Tras varios minutos de mutuo análisis, de flirteo de instituto en la distancia, Ellie se atrevió a acercarse a la barra, abriéndose paso entre la multitud, y me pidió otra copa de vino: una mera excusa para entablar conversación. Chapurreaba el castellano bastante bien, con una entonación pastosa y quebradiza, ingenua de más dadas las circunstancias. Me preguntó el nombre, si trabajaba en la posada desde hacía mucho, si era del pueblo. Me contó de ella, de su vida de niña bien en Montreal, de las razones que la habían traído hasta aquí, tan superfluas, tan huecas, tan similares a otras tantas razones trascendentes que unos y otros suelen esgrimir con orgullo cuando el vino empieza a soltarles la lengua. Conozco de sobra esas razones: superación personal, espiritualidad, conocimiento, deporte, turismo. ¿Qué más da? Todo se encarga de echarlo por tierra el largo camino. Ellie no entendía de estas cosas todavía, no sabía de frustraciones ni de fracasos: solo quería pasarlo bien, eso me dijo mi guapa Ellie, conocer gente, vivir la experiencia. «Como si fuera el último día», añadió al cabo de un rato, mirándome muy fijo, sonriendo y señalando con la cabeza hacia la puerta. Pobre, ingenua Ellie…

Era ya madrugada cuando, al refugio de la tapia de la iglesia, de espaldas a las quince casuchas que todavía siguen en pie en el pueblo, Ellie y yo nos comimos los cuerpos a besos, dejándose llevar, su cuerpo blanco desnudo agitándose sobre el mío, su voz pastosa quebrándose en un gemido desesperado. De lejos se escuchaban los grillos y los cánticos de algunos peregrinos borrachos que volvían ya al albergue. Al día siguiente, según me dijo con pena —pena por lo que implicaba, pena impostada, imposible añoranza anticipada—, le esperaban casi treinta kilómetros de etapa. Nada que sus pies diminutos y su espalda dolorida, su espalda blanca y fresca, no pudieran soportar, porque nada, absolutamente nada, la detendría hasta llegar a Santiago. Su voz se ahogó en un nudo de congoja al decir esto, como si recién hubiera descubierto un amor imposible, abocado al fracaso de antemano. Después nos abrazamos a la luz de las estrellas, y ya no volvimos a decir nada hasta que regresamos al albergue donde se hospedaba.

A la mañana siguiente la vi marchar a través de la ventana de la posada. Escoltada por sus dos amigas, que no paraban de cuchichear y de carcajearse, Ellie seguía como obediente hormiguita las indicaciones de las flechas amarillas. No nos despedimos, ni tampoco se atrevió a mirar hacia atrás; después de todo, ya nos habíamos dado los teléfonos, y habíamos prometido escribirnos. Eso fue todo. Al cabo de unas horas, a eso del mediodía, una nueva recua de peregrinos, con sus acentos diferentes y sus motivos enfrentados, empezó a llegar a Hontanas. La vida comenzaba de nuevo: el ciclo de siempre, inalterable.
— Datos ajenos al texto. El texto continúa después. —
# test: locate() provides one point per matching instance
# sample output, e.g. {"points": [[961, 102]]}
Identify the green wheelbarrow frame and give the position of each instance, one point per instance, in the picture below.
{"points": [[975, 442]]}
Hoy, dos semanas después, he vuelto a recibir noticias de Ellie. Al fin ha llegado a Santiago. Incluso me ha enviado una foto, y me he sorprendido al comprobar que no recordaba bien su cara. Y es que desde aquel día han sido muchas las que han pasado por la posada. Anoche, sin ir más lejos, fue Alejandra: treinta y dos años, argentina. Morena y voluptuosa. No tuve nada que enseñarle. Todo fue más fácil, más natural. A veces hay suerte; otras, en cambio, la cosa se complica. Depende del día, por supuesto.
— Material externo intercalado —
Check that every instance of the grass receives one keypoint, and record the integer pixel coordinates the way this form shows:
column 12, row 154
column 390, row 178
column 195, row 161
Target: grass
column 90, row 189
Mientras veo partir a los peregrinos de ayer a través de la ventana, tratando de localizar entre la multitud a mi argentina brava, leo de nuevo el mensaje de Ellie: me dice que a ver si con un poco de suerte volvemos a vernos algún día. Yo creo que me echa de menos. Pobrecita; pobre, ingenua Ellie…

Espero que todo le vaya bien, allá donde vaya.